An den Anschlagsorten in Paris wurden die Leichen von insgesamt sieben Terroristen gefunden. Bisher wurde die Identität von fünf getöteten Attentätern festgestellt.

Zudem wurde ein weiterer Selbstmordattentäter am Fussballstadion identifiziert. Bei ihm habe sich herausgestellt, dass er im Oktober als Flüchtling in Griechenland registriert worden sei, hiess es. Damals hatten griechische Behörden Fingerabdrücke genommen, die mit denen des Selbstmordattentäters übereinstimmen.

In der Nähe seiner Leiche wurde ein syrischer Pass auf den Namen Ahmad Almohammad gefunden. Demnach ist der Mann 25 Jahre alt. Allerdings ist noch immer nicht klar, ob das Dokument echt ist.

Gibt es neue Erkenntnisse über Planung und Hergang der Tat?

Die Polizei in Belgien hat am Montag mehrere Wohnungen im Brüsseler Stadtteil Molenbeek durchsucht, ein wirklicher Fahndungserfolg gelang den Einsatzkräften aber offenbar nicht: Die Staatsanwaltschaft dementierte Berichte, wonach bei den Razzien der mutmassliche Terrorist Abdeslam Salah festgenommen worden sei. In dem Viertel hat auch der mutmassliche Drahtzieher der Terrorserie, Abdelhamid Abaaoud, gelebt.

Schon in der Nacht auf Montag hatte es auch in Frankreich mehr als 150 Durchsuchungen gegeben. In der Region von Lyon und Villefranche-sur-Saône fanden Polizisten laut Angaben aus Ermittlerkreisen bei einem Verdächtigen einen Raketenwerfer, Splitterschutzwesten, mehrere Pistolen und ein Sturmgewehr. Ob es einen Zusammenhang mit den Anschlägen in Paris gibt, ist jedoch noch nicht bekannt.
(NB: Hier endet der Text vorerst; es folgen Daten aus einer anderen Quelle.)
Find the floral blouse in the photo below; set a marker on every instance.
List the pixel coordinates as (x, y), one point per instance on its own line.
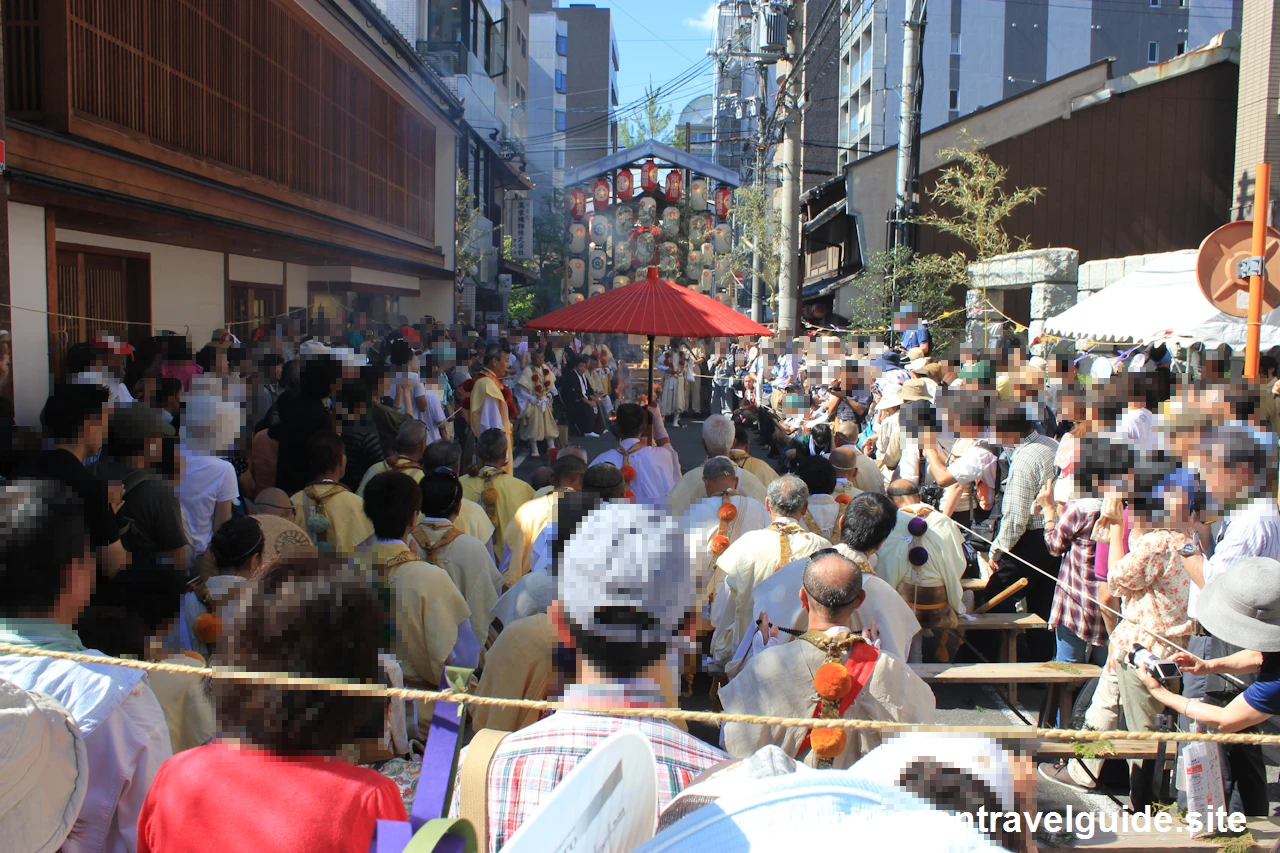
(1153, 588)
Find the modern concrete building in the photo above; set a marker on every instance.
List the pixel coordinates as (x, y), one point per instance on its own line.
(982, 51)
(548, 101)
(592, 86)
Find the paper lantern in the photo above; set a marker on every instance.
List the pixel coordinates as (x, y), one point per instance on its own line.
(597, 263)
(577, 204)
(599, 228)
(626, 185)
(723, 201)
(675, 185)
(624, 218)
(648, 214)
(621, 254)
(698, 192)
(721, 236)
(671, 223)
(576, 272)
(600, 194)
(648, 176)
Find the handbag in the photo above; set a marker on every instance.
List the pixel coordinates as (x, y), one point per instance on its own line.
(428, 830)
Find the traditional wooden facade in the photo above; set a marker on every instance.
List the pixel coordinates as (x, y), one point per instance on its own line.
(186, 164)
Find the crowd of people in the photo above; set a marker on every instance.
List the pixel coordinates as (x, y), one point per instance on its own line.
(344, 505)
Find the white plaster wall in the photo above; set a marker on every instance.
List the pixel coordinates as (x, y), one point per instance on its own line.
(187, 284)
(28, 288)
(257, 270)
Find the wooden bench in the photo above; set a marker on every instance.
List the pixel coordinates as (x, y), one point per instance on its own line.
(1061, 679)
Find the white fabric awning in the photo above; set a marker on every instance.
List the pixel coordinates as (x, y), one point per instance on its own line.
(1161, 301)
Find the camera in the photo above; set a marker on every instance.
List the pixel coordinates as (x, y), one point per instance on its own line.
(1161, 670)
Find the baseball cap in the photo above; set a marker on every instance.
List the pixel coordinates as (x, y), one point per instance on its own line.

Spekulationen gibt es über mögliche Motive der Terroristen: Der IS gab in einem Bekennerschreiben an, ein Konzert in der Veranstaltungshalle Bataclan etwa wegen einer «perversen Feier» darin angegriffen zu haben. Möglicherweise spielte aber auch Antisemitismus eine Rolle: Das Konzerthaus wurde jahrzehntelang von jüdischen Eigentümern geführt, am Freitag trat dort eine als israelfreundlich geltende Band auf.

Schweisst der IS-Terror die internationale Gemeinschaft zusammen?

Als Reaktion auf die Anschläge in Paris flog Frankreich Luftangriffe auf IS-Stellungen in Syrien. Präsident François Hollande kündigte an, den UNO-Sicherheitsrat im Kampf gegen den IS anzurufen.

Deutschland ist aber mit Blick auf militärische Lösungen zurückhaltend. Die deutsche Bundeskanzlerin Angela Merkel äusserte sich nicht konkret zu Spekulationen, ob ein UNO-Mandat für einen internationalen Einsatz gegen den IS in Syrien mit Beteiligung der Bundeswehr vorbereitet werde.

US-Präsident Barack Obama sprach sich gegen Bodentruppen gegen die IS-Miliz aus. Auf dem G20-Gipfel der grossen Industrie- und Schwellenländer im türkischen Belek waren die Anschläge in Paris ein wichtiges Thema.

Der Protest der Karikaturisten

Die G20-Länder beschlossen ein ganzes Paket mit Anti-Terror-Massnahmen. So soll dem Terrorismus der Geldhahn zugedreht werden. Grenzen und Flughäfen werden strenger überwacht. Die Geheimdienste wollen enger zusammenarbeiten.

Sowohl Merkel als auch US-Präsident Barack Obama hatten während des G20-Gipfels mit dem russischen Präsidenten Wladimir Putin über die Situation in Syrien gesprochen. Konfliktpunkt bleibt aber offenbar die Rolle des syrischen Staatschefs Baschar al-Assad, der von Moskau gestützt wird.